“Star Wars: The Force Awakens” has awakened filmgoers at the box office, becoming the highest grossing film of all time in North America. Nearly 40 years after the original release of “Star Wars” in 1977, the space opera franchise is still going strong.
The man who started it all, George Lucas, isn’t involved with developing the series anymore, but his impact is still felt in the new installments and throughout Hollywood. “Star Wars” established the mold for modern blockbusters — energetic performances, epic stories and revolutionary special effects.
But before Lucas became a big name in Hollywood, he started out with smaller pictures that relied more on dialogue and character than action and spectacle. The Daily Texan recommends checking out these original Lucas films to see the filmmaker begin to hone his craft.
THX 1138 (1971)
“THX 1138” is a science-fiction picture about a city where people take drugs that suppress sexual activity and enable them to undertake life-threatening jobs. After failing to take his prescribed drugs, factory worker THX 1138 (Robert Duvall) sleeps with his roommate, LUH 3417 (Maggie McOmie).
At work, THX’s disobedience is discovered, and he has no choice but to escape the city alongside fellow criminals SRT 5752 (Don Pedro Colley) and SEN 5241 (Donald Pleasance).
Lucas’ bleak vision of the future disturbs and entrances with its minimalistic set design and off-putting, oppressive atmosphere. The cast captures the horror of life in this dystopian world, and for Lucas, “THX 1138” marks the beginning of a long and impressive career.
American Graffiti (1973)
“American Graffiti” is a heartfelt look at car culture, based on Lucas’s own experiences in 1960s Modesto, California. It takes place over the course of a single night, chronicling the last hurrah of high school graduates Curt (Richard Dreyfuss), Steve (Ron Howard), John (Paul Le Mat) and “Toad” (Charles Martin Smith) before they head off to adulthood. They contend with romance, insecurity and growing up in side-by-side plot threads which eventually converge in a climactic drag race between John and his nemesis, Bob Falfa, played by a then-unknown Harrison Ford.
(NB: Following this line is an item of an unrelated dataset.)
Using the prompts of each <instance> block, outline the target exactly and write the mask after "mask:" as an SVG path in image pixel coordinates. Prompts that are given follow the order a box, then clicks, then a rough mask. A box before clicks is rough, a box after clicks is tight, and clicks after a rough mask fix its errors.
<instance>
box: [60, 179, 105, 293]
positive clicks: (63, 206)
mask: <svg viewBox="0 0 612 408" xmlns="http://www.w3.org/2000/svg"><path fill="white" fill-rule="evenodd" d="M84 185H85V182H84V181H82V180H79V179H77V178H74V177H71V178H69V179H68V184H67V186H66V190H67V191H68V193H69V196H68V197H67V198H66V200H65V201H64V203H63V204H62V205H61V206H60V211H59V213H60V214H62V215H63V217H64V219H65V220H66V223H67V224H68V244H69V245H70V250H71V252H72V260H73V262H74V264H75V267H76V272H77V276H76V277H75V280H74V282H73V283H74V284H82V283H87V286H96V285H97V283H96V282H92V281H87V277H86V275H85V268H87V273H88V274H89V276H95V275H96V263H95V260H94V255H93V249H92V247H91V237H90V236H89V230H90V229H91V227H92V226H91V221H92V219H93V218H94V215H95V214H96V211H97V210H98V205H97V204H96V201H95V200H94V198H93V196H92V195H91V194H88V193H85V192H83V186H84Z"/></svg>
With “Graffiti,” Lucas demonstrates his ability to empathize with adolescents and connect with younger filmgoers. Out of his entire filmography, this is his most real, most human picture. The dialogue is engaging and lively, and the setting is marvelously depicted. “American Graffiti” is also worth checking out as a piece of film history — it was a major stepping stone in the careers of Dreyfuss, Howard, Ford and Lucas himself.